Como Léon Bloy, pienso que el antisemitismo es «el bofetón más horrible que Nuestro Señor haya recibido jamás en su Pasión que dura siempre, el más sangriento y más imperdonable, pues lo recibe sobre el rostro de su Madre». Todo cristiano que no esté envenenado de turbias ideologías debe venerar la raza de la que ha salido la Redención, que a lo largo de los siglos tan visiblemente ha cargado con los pecados del mundo. Pero tan poco cristiano es el antisemitismo como la idolatría de cualquier forma de mesianismo político, incluido el sionista (excusa que muchos sedicentes católicos utilizan en estos días para vituperar al Papa).
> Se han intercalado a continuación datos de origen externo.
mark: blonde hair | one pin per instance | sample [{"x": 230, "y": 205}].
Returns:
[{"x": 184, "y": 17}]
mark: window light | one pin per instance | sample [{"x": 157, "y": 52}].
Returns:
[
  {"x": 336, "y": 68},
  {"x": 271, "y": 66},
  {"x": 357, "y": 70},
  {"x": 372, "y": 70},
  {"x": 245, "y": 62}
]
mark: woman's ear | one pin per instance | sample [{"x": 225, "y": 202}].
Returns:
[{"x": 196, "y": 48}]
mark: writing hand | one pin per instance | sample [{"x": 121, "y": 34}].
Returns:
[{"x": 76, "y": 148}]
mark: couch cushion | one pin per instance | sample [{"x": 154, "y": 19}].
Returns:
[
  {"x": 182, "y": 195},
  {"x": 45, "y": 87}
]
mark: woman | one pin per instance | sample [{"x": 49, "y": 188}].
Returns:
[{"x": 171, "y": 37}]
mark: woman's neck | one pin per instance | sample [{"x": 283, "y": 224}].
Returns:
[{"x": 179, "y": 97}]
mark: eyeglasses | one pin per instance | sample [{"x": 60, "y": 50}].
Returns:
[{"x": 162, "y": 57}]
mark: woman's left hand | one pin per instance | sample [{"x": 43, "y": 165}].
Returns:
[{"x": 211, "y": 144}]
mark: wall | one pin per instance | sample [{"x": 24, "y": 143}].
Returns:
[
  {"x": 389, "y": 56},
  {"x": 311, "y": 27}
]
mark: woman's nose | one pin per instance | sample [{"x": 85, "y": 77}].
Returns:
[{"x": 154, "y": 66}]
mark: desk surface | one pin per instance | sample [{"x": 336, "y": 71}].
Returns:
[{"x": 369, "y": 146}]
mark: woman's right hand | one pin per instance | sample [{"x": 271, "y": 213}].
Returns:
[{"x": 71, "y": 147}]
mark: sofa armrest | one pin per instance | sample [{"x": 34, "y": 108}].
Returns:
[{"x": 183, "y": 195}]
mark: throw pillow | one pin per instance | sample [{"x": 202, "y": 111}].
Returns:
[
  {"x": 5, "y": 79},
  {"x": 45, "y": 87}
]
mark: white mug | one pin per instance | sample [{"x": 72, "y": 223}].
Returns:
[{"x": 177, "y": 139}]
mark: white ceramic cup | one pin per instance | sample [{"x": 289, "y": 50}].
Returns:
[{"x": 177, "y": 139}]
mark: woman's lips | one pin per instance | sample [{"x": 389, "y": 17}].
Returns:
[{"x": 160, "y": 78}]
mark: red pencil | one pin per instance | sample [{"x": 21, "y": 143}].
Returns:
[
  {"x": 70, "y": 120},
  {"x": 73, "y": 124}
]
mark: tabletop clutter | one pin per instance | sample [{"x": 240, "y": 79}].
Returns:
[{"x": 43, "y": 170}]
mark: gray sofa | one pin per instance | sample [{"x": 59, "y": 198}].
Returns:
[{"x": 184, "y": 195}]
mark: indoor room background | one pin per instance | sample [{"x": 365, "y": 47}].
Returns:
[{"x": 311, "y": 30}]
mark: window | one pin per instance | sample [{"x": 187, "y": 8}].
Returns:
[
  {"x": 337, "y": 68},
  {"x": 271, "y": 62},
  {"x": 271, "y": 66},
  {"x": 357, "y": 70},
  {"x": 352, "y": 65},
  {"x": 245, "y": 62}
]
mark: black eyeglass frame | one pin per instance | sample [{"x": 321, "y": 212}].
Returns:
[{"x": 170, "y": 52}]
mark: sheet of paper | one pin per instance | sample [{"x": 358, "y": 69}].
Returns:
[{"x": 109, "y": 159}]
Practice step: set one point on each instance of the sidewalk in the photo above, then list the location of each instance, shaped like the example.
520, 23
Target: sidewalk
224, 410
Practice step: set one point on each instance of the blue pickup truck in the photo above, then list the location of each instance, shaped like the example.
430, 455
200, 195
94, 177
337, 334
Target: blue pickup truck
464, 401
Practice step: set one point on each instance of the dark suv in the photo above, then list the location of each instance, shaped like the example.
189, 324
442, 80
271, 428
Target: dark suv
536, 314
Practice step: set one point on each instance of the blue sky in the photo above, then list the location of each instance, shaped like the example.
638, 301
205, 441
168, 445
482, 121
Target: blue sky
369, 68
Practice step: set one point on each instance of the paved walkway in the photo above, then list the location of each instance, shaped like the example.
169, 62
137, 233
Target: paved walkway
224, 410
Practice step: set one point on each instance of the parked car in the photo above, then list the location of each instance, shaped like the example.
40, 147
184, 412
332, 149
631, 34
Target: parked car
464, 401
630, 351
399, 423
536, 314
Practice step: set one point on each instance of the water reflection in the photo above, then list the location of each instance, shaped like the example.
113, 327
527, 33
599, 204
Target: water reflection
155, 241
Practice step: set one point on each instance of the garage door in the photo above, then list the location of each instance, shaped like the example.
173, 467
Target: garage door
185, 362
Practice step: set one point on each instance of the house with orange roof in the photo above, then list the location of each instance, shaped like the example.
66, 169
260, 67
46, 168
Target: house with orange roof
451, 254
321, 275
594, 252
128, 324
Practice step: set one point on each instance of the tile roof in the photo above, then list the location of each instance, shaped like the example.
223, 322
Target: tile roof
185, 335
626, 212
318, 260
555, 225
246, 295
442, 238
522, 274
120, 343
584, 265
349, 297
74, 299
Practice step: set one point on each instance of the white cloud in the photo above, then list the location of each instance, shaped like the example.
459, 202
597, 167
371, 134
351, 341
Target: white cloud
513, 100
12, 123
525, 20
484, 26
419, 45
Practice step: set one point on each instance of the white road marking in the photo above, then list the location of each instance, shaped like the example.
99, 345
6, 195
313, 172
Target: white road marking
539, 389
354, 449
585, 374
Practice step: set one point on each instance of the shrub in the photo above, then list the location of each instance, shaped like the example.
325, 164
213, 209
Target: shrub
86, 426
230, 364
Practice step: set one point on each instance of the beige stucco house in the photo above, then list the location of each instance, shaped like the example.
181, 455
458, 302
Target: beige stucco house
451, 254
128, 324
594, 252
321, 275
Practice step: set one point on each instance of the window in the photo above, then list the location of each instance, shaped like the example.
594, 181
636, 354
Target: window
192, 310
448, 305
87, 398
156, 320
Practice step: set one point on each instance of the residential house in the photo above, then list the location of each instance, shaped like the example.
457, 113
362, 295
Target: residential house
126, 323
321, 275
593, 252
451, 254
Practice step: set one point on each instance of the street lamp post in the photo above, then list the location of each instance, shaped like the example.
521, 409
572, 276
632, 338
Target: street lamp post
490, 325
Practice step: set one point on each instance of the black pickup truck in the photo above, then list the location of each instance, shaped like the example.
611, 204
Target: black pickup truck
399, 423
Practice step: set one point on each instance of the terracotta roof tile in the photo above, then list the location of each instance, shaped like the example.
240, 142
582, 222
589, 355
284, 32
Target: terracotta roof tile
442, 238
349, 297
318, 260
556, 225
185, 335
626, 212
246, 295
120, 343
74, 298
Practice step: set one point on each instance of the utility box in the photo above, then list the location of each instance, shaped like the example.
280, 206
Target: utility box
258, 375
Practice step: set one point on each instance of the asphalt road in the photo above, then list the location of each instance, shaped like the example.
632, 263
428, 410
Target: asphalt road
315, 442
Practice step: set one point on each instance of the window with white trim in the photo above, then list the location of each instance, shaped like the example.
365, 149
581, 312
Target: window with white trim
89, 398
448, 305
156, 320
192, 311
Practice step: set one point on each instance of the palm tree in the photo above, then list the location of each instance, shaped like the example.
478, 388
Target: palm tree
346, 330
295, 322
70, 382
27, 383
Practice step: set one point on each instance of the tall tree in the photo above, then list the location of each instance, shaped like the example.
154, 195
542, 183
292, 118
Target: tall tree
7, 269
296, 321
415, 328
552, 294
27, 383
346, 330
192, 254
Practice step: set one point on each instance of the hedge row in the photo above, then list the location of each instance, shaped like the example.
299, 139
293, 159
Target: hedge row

No hay historia más trágica que la del pueblo judío, elegido por Dios, allá en la noche de los tiempos, y sometido a lo largo de los siglos –a veces, tal como se nos narra en el Antiguo Testamento, como consecuencia de sus propias infidelidades– a multitud de dominaciones, hasta la expulsión de la tierra prometida, en tiempos de Adriano (vaticinada por Cristo, a quien su propio pueblo no reconoció en su primera venida). Durante casi dos mil años, aquella tierra prometida sería «pisoteada por los gentiles», mientras el pueblo judío padecía «cautiverio de todas las naciones», sin hallar nunca un asiento pacífico, víctima de persecuciones sin cuento que hallarían su expresión más sobrecogedora en la Segunda Guerra Mundial.
A la conclusión de este conflicto bélico, los horrores del genocidio judío condujeron a la comunidad internacional a atender las solicitudes del movimiento sionista, aprobando una división de Palestina en dos estados que otorgaban a árabes y judíos una extensión similar de territorio. Parecía que, al fin, los judíos iban a disfrutar de un período de paz que cicatrizase viejas heridas; pero esa aspiración se mostraría enseguida quimérica. Apenas constituido el estado de Israel, la Liga Árabe le declararía la guerra y trataría de invadirlo; e Israel respondería anexionándose territorios que no le habían sido asignados. Desde entonces, la región se ha convertido en un sangriento avispero cuya principal víctima es el pueblo palestino; un pueblo (entre el que se cuentan, por cierto, muchos cristianos) que se ha convertido en imagen viviente de la Pasión de Cristo. Unos pocos días antes de que sufriera esa Pasión, tras su entrada triunfal en Jerusalén, Cristo derramó su llanto sobre la ciudad amada, vaticinando una inminente catástrofe (la destrucción del templo) que puede considerarse también anticipo de catástrofes futuras, hasta el fin del mundo: «¡Ah, Jerusalén –exclamó entonces Cristo–, si reconocieras tú también en este día lo que conduce a la paz! Pero ahora está escondido a tus ojos».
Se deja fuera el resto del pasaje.